Even so, the President seems as determined as ever to keep him on. Nor would Ford blame Kissinger for his primary defeats. At a Rose Garden press conference last week, the President said that his staff was analyzing the "total picture." He doubted if any single issue, such as foreign policy, could explain the defeats. "I am sure it was a combination of many, many things." If the election analysis proved Kissinger to be a liability, a reporter asked, would his post be in jeopardy? Replied Ford: "Not at all."

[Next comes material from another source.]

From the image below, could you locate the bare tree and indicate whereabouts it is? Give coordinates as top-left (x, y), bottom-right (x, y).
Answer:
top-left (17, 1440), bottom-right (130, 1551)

In part, the President's hands are tied. If he dumps his Secretary at this late date, it will appear that he has panicked and knuckled under to the right wing--which is going to vote for Reagan in Kansas City anyway. Moreover, the sacking of Kissinger would be seen as a patently political move and would doubtless cost him votes among moderates and independents in the general election. "We've crossed that Rubicon," says a White House aide who thinks that Kissinger will last out the year. Despite the mounting attacks, a number of polls indicate that Kissinger has lost very little ground with the general public. Last week a Gallup survey showed that 48% of the people still approve of the Secretary while 34% do not; a Yankelovich survey conducted for TIME revealed that 64% have some or a lot of confidence in Kissinger and 32% have no confidence.

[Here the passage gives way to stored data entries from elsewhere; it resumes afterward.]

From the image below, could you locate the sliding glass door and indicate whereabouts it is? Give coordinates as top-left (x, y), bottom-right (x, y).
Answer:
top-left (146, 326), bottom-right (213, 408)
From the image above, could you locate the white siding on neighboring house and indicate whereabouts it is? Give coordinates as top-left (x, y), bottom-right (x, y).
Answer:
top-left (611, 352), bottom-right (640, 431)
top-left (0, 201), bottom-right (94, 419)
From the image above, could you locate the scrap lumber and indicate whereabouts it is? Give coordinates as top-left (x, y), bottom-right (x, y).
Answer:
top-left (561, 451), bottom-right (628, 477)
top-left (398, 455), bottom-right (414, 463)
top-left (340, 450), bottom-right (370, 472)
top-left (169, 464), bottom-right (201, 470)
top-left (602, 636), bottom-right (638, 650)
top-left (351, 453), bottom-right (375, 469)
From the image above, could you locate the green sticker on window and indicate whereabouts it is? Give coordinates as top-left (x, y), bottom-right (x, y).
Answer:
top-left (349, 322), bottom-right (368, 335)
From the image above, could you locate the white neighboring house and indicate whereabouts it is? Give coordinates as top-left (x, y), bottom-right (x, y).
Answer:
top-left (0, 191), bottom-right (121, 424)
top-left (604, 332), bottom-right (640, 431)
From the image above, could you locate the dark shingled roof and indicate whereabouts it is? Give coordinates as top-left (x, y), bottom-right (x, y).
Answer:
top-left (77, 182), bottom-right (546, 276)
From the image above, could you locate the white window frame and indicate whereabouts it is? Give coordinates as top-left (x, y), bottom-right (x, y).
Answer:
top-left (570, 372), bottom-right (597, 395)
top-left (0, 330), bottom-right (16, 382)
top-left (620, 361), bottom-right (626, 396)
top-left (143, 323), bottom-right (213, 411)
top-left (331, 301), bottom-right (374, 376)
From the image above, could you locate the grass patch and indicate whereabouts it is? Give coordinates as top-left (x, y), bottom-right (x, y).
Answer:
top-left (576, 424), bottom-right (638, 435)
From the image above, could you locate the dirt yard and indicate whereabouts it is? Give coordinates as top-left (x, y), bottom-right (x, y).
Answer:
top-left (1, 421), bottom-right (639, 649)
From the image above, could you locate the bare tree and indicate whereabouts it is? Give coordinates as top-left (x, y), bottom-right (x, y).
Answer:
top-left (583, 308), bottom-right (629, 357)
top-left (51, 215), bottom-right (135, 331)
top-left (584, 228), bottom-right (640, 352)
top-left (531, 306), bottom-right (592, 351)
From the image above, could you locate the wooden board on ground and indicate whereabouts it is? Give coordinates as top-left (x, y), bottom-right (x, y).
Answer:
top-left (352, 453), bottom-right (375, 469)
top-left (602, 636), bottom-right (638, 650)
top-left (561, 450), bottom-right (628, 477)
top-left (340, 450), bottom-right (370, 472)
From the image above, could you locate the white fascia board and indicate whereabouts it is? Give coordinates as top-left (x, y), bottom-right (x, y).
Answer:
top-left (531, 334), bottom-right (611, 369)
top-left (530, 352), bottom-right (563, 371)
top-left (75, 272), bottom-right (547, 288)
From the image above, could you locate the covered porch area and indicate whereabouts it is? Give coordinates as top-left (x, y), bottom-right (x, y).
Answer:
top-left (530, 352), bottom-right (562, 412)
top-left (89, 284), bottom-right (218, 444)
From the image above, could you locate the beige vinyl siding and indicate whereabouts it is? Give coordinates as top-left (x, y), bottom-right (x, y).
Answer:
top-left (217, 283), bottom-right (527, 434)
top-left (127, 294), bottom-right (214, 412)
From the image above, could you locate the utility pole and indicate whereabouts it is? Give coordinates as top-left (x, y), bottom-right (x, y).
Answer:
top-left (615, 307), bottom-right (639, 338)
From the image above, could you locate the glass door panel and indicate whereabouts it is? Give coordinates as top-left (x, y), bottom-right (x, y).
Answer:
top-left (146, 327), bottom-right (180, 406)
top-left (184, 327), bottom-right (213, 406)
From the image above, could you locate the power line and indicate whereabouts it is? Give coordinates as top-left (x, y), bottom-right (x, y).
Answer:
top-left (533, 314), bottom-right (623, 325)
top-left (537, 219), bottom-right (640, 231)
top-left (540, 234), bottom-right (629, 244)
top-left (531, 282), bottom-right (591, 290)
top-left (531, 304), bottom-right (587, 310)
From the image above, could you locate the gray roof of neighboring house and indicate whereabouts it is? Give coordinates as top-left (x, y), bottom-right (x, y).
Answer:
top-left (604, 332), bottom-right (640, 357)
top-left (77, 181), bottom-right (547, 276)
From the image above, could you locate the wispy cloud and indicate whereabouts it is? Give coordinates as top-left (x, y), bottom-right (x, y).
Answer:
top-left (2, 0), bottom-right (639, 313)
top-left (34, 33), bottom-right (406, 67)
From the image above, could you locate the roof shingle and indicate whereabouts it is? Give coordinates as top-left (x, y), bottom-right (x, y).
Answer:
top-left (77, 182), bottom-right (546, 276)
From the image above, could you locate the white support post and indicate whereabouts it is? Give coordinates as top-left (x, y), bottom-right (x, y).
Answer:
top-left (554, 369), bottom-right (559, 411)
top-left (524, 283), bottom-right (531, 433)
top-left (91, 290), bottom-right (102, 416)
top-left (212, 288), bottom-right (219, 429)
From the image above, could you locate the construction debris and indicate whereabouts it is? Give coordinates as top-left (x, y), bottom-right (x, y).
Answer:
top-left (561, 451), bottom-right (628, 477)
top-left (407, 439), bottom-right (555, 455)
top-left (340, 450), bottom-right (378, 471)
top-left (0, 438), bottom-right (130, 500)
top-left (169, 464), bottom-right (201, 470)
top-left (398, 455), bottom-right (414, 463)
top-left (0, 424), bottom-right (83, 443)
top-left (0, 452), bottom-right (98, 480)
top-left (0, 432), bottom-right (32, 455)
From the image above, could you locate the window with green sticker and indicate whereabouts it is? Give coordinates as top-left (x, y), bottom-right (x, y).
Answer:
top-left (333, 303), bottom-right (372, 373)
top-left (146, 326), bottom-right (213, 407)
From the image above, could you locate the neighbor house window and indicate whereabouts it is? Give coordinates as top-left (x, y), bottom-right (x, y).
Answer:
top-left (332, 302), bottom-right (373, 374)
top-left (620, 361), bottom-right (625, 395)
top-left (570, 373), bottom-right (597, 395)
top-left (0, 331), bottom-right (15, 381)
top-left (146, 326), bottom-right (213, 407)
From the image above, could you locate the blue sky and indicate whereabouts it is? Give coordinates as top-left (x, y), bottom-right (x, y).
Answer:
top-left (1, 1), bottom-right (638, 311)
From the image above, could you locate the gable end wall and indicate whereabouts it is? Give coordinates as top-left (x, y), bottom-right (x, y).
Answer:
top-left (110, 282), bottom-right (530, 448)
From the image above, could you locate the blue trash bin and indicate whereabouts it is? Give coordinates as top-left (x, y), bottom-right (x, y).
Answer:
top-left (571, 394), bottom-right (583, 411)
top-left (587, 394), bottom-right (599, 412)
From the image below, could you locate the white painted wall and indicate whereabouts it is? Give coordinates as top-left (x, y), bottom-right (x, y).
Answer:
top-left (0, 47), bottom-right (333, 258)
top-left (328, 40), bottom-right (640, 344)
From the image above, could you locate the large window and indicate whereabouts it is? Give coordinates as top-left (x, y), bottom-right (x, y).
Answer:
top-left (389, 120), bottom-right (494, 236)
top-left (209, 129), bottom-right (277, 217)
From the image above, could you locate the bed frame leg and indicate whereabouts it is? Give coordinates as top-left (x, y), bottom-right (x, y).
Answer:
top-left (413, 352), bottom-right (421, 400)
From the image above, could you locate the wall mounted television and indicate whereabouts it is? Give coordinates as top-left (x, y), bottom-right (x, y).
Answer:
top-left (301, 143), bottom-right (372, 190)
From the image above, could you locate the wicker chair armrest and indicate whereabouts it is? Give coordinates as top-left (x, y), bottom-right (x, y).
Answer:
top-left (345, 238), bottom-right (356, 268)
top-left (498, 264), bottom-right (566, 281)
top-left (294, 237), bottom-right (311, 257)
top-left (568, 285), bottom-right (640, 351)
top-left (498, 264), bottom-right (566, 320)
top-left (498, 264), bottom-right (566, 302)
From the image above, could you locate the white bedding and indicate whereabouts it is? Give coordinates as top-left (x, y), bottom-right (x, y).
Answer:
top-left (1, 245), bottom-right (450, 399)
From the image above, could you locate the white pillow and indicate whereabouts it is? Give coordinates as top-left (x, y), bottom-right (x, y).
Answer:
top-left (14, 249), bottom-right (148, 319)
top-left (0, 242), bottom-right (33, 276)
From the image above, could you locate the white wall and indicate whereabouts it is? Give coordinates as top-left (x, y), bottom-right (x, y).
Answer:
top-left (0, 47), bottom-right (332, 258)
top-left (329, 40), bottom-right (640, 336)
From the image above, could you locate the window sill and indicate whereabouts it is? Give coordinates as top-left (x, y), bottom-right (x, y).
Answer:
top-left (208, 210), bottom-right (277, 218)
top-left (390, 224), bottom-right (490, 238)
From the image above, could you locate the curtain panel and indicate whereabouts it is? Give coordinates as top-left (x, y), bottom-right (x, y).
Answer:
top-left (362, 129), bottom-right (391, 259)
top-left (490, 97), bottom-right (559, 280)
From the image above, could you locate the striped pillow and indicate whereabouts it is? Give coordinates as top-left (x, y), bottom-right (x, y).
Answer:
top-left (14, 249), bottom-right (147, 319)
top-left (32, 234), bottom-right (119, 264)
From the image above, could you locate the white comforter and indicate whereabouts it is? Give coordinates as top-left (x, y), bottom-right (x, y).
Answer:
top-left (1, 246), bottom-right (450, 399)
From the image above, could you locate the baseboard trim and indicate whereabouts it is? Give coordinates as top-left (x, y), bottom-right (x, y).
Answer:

For his part, Kissinger shows no signs of quitting. "There may be days when he wants to," said one of his closest aides. "But he won't." In his lighter moments, the Secretary sometimes even jests about remaining in office until the end of 1980. He considered resigning at the end of last year, then decided to stay on, though he knew he would often be cast in the role of whipping boy. In Africa last week he expressed a determination to fight Reagan, who he thinks has measurably lowered the tone of the foreign policy debate. "I cannot do anything other than what I think is in the national interest. I cannot go up and down with every primary," he said. After seven years in power, he is reconciled to growing criticism: "I'm at peace with myself and it doesn't matter what happens week to week."